Question

The sum of r and h for this cylinder is 12 cm.

a. Write down an equation for the area, A, of the curved surface in terms of r.
b. Find da/dr
c. Find the value ofr when the area of the curved surface is maximized.

Answer 1

a)

`A=2\pi(12r-r^(2))`

b)

`(dA)/(dr)=2\pi(12-2r)`

c) The value of r that maximizes A is r = 6cm

Step-by-step explanation:

We know that

`h+r=12`

We also want to find an expression for the curved area. This area is a rectangle with the length of the base equal to the circumference of the circle, and the height h.

The circumferece of a circle of radius r is:

`C=2\pi r`

The the area of the rectangle is base times height:

`A=C\cdot h=2\pi rh`

Now, since we want the area in terms of the radius, we can solve for h on relation we know between them:

`h+r=12\text{ Thus }h=12-r`

And now we can replace h in terms of x:

`A=2\pi r(12-r)`

And we can apply the distributive property to make de differentiation easier:

`\begin{gathered} A=2\pi(12r-r^2) \\ \end{gathered}`

And that's the answer to item a.

For item b, we need to differentiate.

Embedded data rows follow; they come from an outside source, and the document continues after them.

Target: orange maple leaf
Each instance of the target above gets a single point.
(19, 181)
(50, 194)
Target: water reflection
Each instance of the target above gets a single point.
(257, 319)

We can do this first using this property:

`(d)/(dx)(a\cdot f(x))=a(d)/(dx)f(x)`

We can take out the 2π outside the differentiation.

Next, we can use the power rule:

`2\pi\cdot(d)/(dr)(12r-r^2)=2\pi(12-2r)`

Thus, this is the answer to b

Finally, the item c ask us to find the radius when the area is maximized. When we have a derivative of a function, the x's where the derivative is zero, in the function there is a minimum or ma maximum.

In this case, we have a quadratic equation, and we know that this functions have only one maximum or only one minimum. SInce the principal coeficcient is negative (the one multiplying the r²) the parabolla ha it's "arms down" and in the vertex there is a maximum.

Then, let's find the sero of the derivative:

`\begin{gathered} 0=2\pi(12-2r) \\ 0=12-2r \\ 2r=12 \\ r=6 \end{gathered}`

The radius for which the curved area is maximum is 6cm. Note that this means that

`\begin{gathered} \begin{cases}h=12-r{} \\ r=6{}\end{cases} \\ Then, \\ h=12-6=6 \end{gathered}`

And the maximum is when r = h = 6. This makes the curved surface a square, and the square in the quadrilateral that maximizes the area for a given perimeter.